Could Professor Elinor Ostrom’s Nobel Prize for Economics betoken a shift in development policies used in Africa? Korir Sing’Oei, an international human rights lawyer with a focus on indigenous and minority rights law and policy, believes Ostrom’s Nobel could have a significant impact on Africa’s poor.
Sing’Oei is co-founder of CEMIRIDE, the Centre for Minority Rights Development in Kenya. Writing in the Pambazuka News, a pan-African website, Sing’Oei points out that Garrett Hardin’s “tragedy of the commons” parable was responsible for spurring the privatization of land rights over the past generation. Development authorities favored access and use of agricultural lands under market-based policies. Sing’Oei writes:
The premise was simple: individualised tenure offers the best certainty in land rights, which provides incentives for sustainable use and facilitates access to credit for investment in agriculture and natural resources, hence contributing to increased productivity and improved natural-resource stewardship. Evidence now suggests that this individualisation of common property has neither yielded the economic and environmental returns envisaged nor improved living standards for those affected.
Sing’Oei cited a Dutch scholar who studied the privatization of land titles in Keny and found that the amount of grazing land declined by over 40 percent between 1982 and 1990, “leading to increased vulnerability and destitution of pastoralists] not to mention accelerated wanton environmental degradation.”

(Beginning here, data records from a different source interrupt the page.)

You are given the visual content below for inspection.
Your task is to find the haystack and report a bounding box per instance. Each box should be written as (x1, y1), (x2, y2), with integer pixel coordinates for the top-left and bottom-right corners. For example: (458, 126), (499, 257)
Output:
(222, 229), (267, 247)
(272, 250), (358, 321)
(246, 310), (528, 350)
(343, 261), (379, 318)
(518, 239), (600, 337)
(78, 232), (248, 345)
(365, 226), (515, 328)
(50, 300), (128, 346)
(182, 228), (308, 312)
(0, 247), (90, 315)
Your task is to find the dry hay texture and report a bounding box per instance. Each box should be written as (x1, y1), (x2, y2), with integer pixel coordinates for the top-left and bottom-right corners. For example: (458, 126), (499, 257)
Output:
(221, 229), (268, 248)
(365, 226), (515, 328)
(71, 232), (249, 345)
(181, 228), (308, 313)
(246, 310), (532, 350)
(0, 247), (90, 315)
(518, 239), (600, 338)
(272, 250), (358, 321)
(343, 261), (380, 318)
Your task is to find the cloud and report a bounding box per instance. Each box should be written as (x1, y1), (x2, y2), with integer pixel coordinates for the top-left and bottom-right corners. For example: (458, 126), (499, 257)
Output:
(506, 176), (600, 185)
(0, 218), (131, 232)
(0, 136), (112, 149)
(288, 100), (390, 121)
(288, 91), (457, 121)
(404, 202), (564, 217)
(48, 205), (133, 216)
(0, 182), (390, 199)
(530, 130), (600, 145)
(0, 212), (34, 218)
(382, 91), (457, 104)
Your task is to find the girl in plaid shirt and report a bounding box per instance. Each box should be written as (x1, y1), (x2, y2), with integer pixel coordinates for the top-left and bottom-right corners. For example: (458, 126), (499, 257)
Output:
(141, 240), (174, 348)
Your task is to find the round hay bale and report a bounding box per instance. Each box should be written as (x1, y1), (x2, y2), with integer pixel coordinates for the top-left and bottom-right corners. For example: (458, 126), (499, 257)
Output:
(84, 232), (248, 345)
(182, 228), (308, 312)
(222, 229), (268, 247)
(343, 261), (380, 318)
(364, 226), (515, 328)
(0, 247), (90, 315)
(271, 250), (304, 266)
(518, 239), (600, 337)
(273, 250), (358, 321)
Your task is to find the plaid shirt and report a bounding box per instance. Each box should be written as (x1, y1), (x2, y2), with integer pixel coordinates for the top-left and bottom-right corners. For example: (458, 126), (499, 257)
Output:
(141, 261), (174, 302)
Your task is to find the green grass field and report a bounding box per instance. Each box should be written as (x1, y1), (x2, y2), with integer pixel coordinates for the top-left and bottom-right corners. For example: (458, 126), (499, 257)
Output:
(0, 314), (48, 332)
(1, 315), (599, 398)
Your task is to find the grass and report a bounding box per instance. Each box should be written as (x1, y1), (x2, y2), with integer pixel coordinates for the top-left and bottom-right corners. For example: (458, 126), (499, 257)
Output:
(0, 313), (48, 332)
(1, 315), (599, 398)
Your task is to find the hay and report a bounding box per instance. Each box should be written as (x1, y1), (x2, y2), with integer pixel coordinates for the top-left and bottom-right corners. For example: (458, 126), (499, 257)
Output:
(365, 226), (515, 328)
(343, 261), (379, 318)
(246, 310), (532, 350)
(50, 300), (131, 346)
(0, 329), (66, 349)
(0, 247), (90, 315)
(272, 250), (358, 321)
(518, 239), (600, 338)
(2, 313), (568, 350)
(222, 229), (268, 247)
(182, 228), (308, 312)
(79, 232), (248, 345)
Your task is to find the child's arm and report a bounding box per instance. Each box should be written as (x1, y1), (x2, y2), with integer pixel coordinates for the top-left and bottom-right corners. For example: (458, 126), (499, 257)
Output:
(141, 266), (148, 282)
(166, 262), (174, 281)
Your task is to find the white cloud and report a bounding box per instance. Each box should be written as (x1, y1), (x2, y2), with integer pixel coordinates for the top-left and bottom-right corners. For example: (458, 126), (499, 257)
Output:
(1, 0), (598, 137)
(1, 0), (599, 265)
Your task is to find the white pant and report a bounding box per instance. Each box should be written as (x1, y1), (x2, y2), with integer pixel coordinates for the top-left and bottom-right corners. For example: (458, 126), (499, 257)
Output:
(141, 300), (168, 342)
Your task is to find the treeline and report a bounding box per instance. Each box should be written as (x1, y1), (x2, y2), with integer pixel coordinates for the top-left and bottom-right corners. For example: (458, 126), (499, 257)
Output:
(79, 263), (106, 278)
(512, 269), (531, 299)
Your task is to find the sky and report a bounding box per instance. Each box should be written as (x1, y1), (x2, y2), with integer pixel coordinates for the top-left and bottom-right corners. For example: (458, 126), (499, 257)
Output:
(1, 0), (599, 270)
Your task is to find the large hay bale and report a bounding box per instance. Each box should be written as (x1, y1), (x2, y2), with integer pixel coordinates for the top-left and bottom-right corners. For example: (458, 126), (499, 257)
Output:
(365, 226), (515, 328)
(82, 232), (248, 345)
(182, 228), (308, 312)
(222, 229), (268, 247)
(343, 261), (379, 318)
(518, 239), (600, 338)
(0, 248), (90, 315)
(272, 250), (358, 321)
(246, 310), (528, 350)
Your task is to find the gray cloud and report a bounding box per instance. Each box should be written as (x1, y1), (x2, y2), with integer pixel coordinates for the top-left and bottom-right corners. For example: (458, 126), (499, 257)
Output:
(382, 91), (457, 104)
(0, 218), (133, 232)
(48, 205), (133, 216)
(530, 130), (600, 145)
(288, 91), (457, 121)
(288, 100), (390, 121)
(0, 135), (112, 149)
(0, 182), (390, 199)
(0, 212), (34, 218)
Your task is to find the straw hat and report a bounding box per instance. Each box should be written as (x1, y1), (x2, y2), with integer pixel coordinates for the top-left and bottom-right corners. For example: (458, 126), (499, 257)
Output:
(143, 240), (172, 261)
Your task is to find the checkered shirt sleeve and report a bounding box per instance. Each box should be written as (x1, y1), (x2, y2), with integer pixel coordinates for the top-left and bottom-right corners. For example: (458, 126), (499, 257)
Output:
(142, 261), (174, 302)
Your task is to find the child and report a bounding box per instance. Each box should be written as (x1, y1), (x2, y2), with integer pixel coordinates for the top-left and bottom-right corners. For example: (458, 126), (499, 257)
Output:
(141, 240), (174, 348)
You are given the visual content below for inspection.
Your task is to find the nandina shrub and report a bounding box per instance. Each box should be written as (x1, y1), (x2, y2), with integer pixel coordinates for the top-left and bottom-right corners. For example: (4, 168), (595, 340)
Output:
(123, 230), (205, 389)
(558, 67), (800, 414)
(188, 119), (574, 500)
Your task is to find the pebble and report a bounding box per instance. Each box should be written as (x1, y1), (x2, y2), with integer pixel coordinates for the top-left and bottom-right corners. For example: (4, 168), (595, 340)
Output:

Ostrom’s Nobel Prize could betoken a paradigm shift in development policies, says Singf’Oei, suggesting that Hardin’s tragedy theory will “no longer be treated with reverential deference.” Instead, there is likely to be more emphasis on cooperative property regimes where resources are “managed from the bottom-up for a shared prosperity, given the right institutions.”
Already, many of the design principles for successful commons can be seen throughout Africa. Sing’Oei notes that the “pastoral codes” used in the Sahelian regions of Africa allow for “the surveying, mapping and recording of ‘all forms of existing and practiced land rights, such as they are perceived and presented by the holders of these rights themselves’. Ostrom’s proposals suggest that while markets can organise production and consumption pretty efficiently, they can only do so when supported and nurtured by networks and communities. In Ostrom’s thesis therefore, private associations often, unaided through the instrumentality of state legislation, have managed to avoid the tragedy of the commons and develop efficient uses of resources.”